There are definitely people here who have pushed reality to one side and are taking it all very, very seriously. That’s fine, to a point – you probably want your Viking performers to strive for some sort of authenticity after all. But there’s a line between taking something seriously and refusing to accept reality, and that line is regularly crossed here. At one point, someone talks about making the choice to live as a warrior, but in reality, that’s clearly nonsense. These guys are not conquering nations or taking to the sea in longships, they are performing circus shows for goggle-eyed schoolchildren in the hope of making enough money to buy a van. And real Vikings probably didn’t live in in the suburbs or play in heavy metal bands. Obviously, I’m not saying that I want these guys to actually be going on berserker raids of neighbouring towns of a weekend, but the fact is that none of these guys are really living as warriors. I suspect most, if not all, have homes, jobs, families and bills to pay, and that’s cool – just don’t pretend that your weekend hobby is anything more than dressing up and enjoying a bit of rough and tumble. I wish the film had been able to explore those contrasts more.
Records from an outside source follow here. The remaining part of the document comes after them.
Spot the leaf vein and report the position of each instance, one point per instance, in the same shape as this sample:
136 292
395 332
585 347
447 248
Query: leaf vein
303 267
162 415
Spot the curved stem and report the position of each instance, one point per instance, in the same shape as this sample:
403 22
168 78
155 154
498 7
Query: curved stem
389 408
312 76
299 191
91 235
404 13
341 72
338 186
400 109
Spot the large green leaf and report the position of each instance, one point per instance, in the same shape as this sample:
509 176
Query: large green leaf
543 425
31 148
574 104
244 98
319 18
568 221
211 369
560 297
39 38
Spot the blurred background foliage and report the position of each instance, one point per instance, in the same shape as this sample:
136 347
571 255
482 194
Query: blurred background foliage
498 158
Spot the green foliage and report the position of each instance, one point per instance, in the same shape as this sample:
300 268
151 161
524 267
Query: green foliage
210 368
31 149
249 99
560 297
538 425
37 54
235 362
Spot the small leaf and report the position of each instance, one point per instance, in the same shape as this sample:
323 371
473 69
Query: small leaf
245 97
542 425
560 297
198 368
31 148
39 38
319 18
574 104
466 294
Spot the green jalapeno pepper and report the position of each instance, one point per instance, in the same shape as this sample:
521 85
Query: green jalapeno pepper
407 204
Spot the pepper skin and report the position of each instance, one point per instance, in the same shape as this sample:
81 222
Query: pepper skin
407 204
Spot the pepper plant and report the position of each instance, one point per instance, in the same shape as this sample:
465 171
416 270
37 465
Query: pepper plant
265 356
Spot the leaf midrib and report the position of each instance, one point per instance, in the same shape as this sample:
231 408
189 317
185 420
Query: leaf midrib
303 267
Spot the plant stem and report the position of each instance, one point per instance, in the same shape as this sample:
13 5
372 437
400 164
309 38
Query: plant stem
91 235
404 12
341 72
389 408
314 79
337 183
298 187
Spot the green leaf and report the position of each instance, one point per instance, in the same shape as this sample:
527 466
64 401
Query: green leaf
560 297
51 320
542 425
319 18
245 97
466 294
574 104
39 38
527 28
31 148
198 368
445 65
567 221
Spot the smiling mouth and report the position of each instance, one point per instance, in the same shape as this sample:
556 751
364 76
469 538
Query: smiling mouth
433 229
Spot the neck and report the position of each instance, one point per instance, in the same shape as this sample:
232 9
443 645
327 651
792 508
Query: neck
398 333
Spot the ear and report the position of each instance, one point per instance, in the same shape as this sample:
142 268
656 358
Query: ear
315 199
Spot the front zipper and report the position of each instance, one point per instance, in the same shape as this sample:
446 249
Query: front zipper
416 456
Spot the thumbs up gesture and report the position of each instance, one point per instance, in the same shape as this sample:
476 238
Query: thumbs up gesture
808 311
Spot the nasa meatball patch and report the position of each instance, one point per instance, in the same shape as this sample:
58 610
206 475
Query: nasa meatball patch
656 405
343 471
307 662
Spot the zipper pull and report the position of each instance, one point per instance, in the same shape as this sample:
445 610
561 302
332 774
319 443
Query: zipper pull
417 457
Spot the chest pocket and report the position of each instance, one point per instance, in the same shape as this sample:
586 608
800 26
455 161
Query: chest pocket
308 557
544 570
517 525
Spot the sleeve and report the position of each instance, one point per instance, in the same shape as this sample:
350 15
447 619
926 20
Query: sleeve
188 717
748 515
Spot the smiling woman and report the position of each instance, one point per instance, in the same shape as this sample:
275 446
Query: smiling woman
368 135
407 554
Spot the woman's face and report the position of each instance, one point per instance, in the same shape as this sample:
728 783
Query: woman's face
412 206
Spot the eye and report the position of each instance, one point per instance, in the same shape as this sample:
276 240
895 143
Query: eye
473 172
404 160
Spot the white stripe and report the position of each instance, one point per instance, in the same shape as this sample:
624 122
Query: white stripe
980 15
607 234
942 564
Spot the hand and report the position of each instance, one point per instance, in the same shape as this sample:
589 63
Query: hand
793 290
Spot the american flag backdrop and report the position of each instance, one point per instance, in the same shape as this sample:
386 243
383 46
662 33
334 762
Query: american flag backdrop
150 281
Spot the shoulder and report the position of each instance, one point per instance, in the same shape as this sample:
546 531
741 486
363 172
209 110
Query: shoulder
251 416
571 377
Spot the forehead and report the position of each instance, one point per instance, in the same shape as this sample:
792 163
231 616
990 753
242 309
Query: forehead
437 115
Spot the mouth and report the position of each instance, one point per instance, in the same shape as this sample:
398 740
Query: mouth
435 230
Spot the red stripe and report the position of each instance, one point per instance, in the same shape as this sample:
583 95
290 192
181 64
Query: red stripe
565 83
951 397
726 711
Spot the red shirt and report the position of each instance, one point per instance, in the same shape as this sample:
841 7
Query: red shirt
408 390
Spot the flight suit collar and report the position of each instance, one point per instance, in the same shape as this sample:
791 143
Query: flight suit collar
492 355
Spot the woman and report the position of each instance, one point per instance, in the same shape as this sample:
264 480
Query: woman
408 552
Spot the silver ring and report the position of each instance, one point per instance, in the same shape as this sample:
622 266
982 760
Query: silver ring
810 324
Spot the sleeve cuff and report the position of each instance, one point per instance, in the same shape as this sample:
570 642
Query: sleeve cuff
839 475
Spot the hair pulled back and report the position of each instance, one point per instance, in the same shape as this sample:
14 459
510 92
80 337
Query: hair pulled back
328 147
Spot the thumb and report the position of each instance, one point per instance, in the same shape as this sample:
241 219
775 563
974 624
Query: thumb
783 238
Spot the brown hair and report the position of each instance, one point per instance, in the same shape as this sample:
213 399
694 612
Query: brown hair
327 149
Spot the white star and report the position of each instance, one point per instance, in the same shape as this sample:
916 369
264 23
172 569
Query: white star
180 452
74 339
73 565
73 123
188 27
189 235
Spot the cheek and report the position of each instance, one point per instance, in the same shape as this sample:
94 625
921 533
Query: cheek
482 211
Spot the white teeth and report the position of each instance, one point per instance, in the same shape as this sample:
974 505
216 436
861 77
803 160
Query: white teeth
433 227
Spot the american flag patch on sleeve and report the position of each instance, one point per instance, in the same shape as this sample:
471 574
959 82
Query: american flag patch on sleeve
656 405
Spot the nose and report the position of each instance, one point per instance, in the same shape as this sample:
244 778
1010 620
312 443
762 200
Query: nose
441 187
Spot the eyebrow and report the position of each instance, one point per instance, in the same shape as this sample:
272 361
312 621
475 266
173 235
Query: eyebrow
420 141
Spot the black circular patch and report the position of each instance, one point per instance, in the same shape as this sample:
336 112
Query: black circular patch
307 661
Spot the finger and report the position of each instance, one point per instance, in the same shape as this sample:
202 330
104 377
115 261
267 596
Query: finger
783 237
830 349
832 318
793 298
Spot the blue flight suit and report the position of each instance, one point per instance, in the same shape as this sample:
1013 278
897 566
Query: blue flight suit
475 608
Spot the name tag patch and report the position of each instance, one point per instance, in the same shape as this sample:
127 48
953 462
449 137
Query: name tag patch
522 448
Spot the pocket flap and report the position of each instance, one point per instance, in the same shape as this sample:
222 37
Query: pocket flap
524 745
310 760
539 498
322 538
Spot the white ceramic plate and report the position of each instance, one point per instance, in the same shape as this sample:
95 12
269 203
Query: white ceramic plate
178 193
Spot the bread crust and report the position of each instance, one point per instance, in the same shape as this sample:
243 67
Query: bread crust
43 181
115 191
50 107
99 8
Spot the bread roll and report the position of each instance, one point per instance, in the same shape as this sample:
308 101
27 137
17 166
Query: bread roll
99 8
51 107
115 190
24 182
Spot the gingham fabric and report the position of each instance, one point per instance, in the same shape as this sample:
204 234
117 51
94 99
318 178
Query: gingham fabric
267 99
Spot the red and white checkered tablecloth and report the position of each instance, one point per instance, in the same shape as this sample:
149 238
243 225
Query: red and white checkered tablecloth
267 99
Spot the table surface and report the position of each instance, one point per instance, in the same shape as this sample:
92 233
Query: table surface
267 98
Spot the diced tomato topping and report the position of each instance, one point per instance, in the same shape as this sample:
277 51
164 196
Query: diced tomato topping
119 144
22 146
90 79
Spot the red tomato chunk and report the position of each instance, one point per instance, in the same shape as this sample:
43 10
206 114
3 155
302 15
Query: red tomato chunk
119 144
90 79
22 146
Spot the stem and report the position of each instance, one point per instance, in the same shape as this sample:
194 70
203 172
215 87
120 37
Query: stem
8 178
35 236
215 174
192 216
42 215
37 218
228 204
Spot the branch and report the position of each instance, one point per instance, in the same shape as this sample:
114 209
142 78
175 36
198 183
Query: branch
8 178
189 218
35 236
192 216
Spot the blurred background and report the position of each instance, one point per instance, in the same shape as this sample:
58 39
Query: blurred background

My continual sense of bafflement at all this means that I probably didn’t enjoy Poitras’ film as much as I would have liked to – I felt too removed from the people involved initially, and didn’t really feel as though I knew any of them any better by the end of it – there is little character development and no one seems all that interesting, because we never get to explore any personal stories or history that might put their fascination into context. As a look at a world that I barely even knew existed, it’s an interesting and entertaining enough study of eccentricity and obsession, and if you have an interest in cosplay or LARPing, this might well speak to you in a way it never could to me. But – rather like the Viking cosplayers themselves, I suspect – it lacks depth and commitment, and if anything actually accidentally pricks the bubble of Viking theatrics for the outside viewer. After watching this, it all seems very silly. Except for the Polish blokes, obviously, who might make for a more interesting, if disturbing, documentary.